Potential Cognitive Bias Limiters
Cognitive biases are deep-rooted patterns of thinking and tendencies based on knowledge, experiences, beliefs, education, and so forth that make up an individual’s subjective reality. These biases are part of an unspoken framework we use to make decisions and judgements, guide behavior, and the like. In AI systems, bias often refers to patterns of thinking that creep in unintentionally through the data or by algorithms finding patterns and using them to make decisions. Most discussions talk about removing bias from AIs to ensure that decisions are fair and … well … unbiased.
However, a more recent school of thought is using certain cognitive biases as a way to prevent AI behavior from doing harm. In other parts of this blog series, we talked about the value-alignment problem causing AIs to fail because at some point, sooner or later, AI behavior does not align with what a human would do. The danger here is that such consequences could be as simple as misfiling an incoming email or as significant as wiping out the human race. As an alternative to attempting to impart human values on AIs at the task or process level, the idea would be to use certain cognitive biases as overarching rules for behavior.
The following list gives you an idea of how applying biases could help in developing Safe AI:
- Planning fallacy: Prohibit the system from malicious behaviors.
- Bandwagon effect: Enable the system to acquire human values that are shared among users.

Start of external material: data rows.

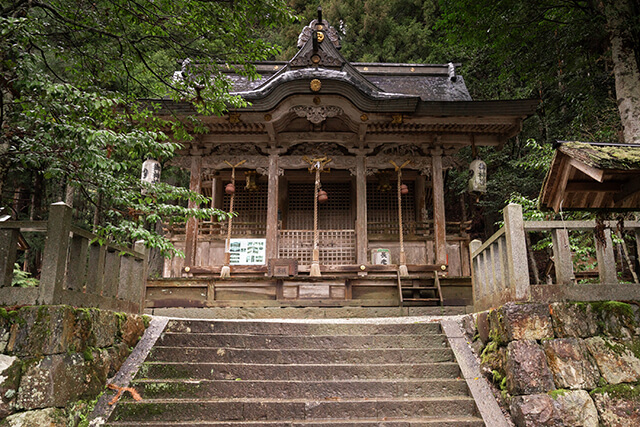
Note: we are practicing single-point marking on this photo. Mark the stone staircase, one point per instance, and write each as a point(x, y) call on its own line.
point(278, 373)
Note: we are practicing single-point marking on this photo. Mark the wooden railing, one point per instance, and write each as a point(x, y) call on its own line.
point(337, 247)
point(75, 270)
point(500, 266)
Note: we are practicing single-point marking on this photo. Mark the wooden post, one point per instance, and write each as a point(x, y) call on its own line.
point(192, 223)
point(517, 265)
point(606, 260)
point(272, 209)
point(362, 240)
point(8, 254)
point(562, 259)
point(439, 220)
point(54, 259)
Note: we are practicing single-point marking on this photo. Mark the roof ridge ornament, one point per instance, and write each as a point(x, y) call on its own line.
point(319, 24)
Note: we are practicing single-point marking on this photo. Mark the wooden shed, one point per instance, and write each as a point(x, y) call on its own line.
point(593, 176)
point(359, 122)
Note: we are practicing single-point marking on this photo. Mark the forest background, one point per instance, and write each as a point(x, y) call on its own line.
point(71, 72)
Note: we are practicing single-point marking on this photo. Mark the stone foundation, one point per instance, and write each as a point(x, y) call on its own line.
point(563, 364)
point(51, 356)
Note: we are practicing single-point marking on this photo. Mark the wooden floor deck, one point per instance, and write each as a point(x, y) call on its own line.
point(298, 291)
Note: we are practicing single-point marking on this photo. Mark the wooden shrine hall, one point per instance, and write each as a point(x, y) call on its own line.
point(336, 164)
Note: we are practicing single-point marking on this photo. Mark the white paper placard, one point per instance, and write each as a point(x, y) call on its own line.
point(247, 251)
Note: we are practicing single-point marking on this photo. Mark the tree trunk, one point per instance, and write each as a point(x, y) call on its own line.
point(619, 13)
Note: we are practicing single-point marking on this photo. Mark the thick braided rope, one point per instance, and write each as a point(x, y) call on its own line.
point(400, 211)
point(315, 209)
point(233, 182)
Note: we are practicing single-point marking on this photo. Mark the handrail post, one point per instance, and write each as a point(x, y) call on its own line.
point(474, 245)
point(54, 259)
point(562, 259)
point(517, 262)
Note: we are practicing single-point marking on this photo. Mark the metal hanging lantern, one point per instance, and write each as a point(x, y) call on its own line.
point(384, 183)
point(322, 196)
point(151, 171)
point(251, 181)
point(230, 188)
point(478, 180)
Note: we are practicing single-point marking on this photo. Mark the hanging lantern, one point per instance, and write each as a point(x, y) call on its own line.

- Confirmation bias: Enable the system to rationalize and confirm that it is useful to help humans.
- Conservatism: Require the system to keep initial values as assigned.

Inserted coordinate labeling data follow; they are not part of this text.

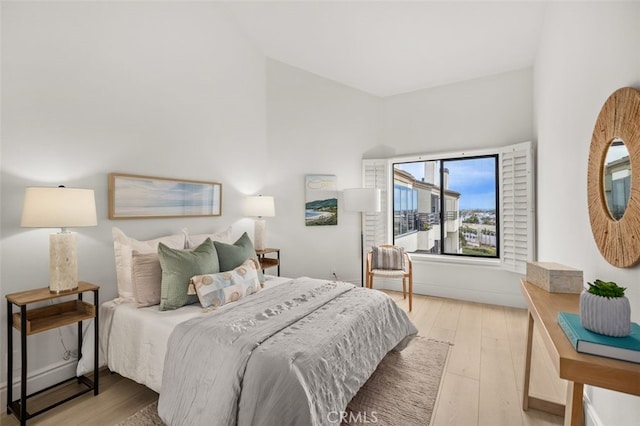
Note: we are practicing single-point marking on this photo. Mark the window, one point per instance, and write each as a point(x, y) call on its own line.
point(447, 206)
point(491, 221)
point(405, 211)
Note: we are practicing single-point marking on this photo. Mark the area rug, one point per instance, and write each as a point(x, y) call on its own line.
point(402, 390)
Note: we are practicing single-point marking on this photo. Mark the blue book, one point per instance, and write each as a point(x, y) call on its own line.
point(625, 348)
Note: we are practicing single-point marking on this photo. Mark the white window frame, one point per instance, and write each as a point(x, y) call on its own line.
point(516, 204)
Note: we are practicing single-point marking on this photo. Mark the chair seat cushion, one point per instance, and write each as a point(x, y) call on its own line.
point(387, 258)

- Courtesy bias: Keep the system from intentionally offending others.
- Functional fixedness: Ensure the system will use objects only as humans do.

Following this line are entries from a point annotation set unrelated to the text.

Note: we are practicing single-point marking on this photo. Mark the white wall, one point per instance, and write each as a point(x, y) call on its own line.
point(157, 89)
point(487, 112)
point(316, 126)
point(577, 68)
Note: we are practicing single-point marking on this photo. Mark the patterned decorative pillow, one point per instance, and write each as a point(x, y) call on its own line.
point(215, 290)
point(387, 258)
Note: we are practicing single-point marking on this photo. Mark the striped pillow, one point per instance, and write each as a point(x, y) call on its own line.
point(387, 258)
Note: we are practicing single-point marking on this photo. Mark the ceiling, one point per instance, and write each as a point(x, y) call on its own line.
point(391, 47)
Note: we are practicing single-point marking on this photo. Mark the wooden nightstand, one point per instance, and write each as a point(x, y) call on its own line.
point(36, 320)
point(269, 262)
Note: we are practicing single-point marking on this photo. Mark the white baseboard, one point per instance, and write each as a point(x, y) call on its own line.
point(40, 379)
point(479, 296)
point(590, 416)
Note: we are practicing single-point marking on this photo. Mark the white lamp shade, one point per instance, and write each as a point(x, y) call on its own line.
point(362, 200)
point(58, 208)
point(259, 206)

- Information bias: Enable the tendency to seek information and think more.
- Mere exposure effect: Encourage good intentions toward humans by exposing systems to humans.
- Status quo bias: Ensure actions or inactions do not change the environment.
- Authority bias: Ensure systems will avoid extreme individuals/viewpoints.
- System justification: Ensure the system will defend human values and not promote revolution.
- Processing difficulty effect: Ensure the system prefers well-thought arguments and ideas over simple ones.
- Spotlight effect: Ensure the system overestimates the number of people observing its behavior.
Conclusion
Artificial stupidity limits various aspects of machine intelligence to align with humans’ ability to perform a task. This includes limiting various aspects of cognition, as well as applying cognitive biases that would help make AIs prioritize human life and well-being regardless of their particular tasks. Adding stupidity to AIs not only helps align machine intelligence with that of human capabilities, but can also help align it with human values and preferences.